Между тем Таня ласково отметила, как Аркаша вырос: молодой человек! Аркаша покраснел и спросил у Тани, как идет ее жизнь.
- Да как, Аркаша? Сказать по правде, не очень весело, - отвечала она искренне и захлопотала о чае.
Маргарита, помогая Тане, на кухне спросила у нее горячим шепотом:
- Жених?
- Не-а! - отвечала Таня с таким беззаботным видом, точно она как раз утверждала обратное.
- А кто же?
- Сероглазый король! Помнишь, у Анны Ахматовой? Впрочем, я не разобралась, кто у нее сероглазый король. Вроде не муж... Надо спросить у студента.
Нынче Таня, как и Маргарита, кончала школу, только вечернюю. Она не втянулась в среду, где жила и работала, может быть, из-за Олега, который уводил ее в сторону, приоткрывая ей совсем иной мир тревог, забот, мыслей. Но она не вошла и в мир Олега, отвлекаемая заботами своей собственной жизни. С Олегом они сто раз объяснялись в любви и тут же в сто первый раз ссорились, даже не понять из-за чего. Не проще ли было им отдаться любви или даже пожениться? Но именно эти вопросы, самые мысли и желания на эту тему порождали недоразумения. Похоже, Таня не очень верила ему. Чем горячее он добивался ее ласки, тем недоверчивее она становилась. А иногда сама ласкалась до головокружения.
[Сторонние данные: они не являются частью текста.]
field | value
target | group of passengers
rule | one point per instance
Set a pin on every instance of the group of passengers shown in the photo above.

Наконец, они так измучились, что сочли за благо реже встречаться и вовсе не говорить о любви.
Конечно, они любили друг друга, но как-то на старинный лад - страстно, мучительно и целомудренно. Или это было отголоском их деревенского детства?
После чая они выбрались на Невский. Перед ними возник город, осененный влажным пологом весеннего неба. Был еще далеко не вечер, но свежо и как-то особенно светло, как бывает на закате. В это время оказался на Невском и Анатолий Николаевич. Он быстро шел куда-то, а множество людей, идущих мимо, обгоняющих его, едущих в переполненных автобусах, это множество словно говорило ему, что оно молодо, юно, а он стар и одинок. Впрочем, нет, он не чувствовал себя ни старым, ни одиноким. Просто мир обновился на его глазах. Даже защемило сердце, столь красивой, прекрасной ему показалась жизнь вокруг: город вечный, эти витрины, эти кинотеатры, где в фойе так славно посидеть на низких креслах. Интересны и люди! Молодежь! Он приглядывался к прохожим и чувствовал себя в ином мире, словно в кино. Ему хотелось крикнуть на весь Невский: «Красиво живете, братцы!»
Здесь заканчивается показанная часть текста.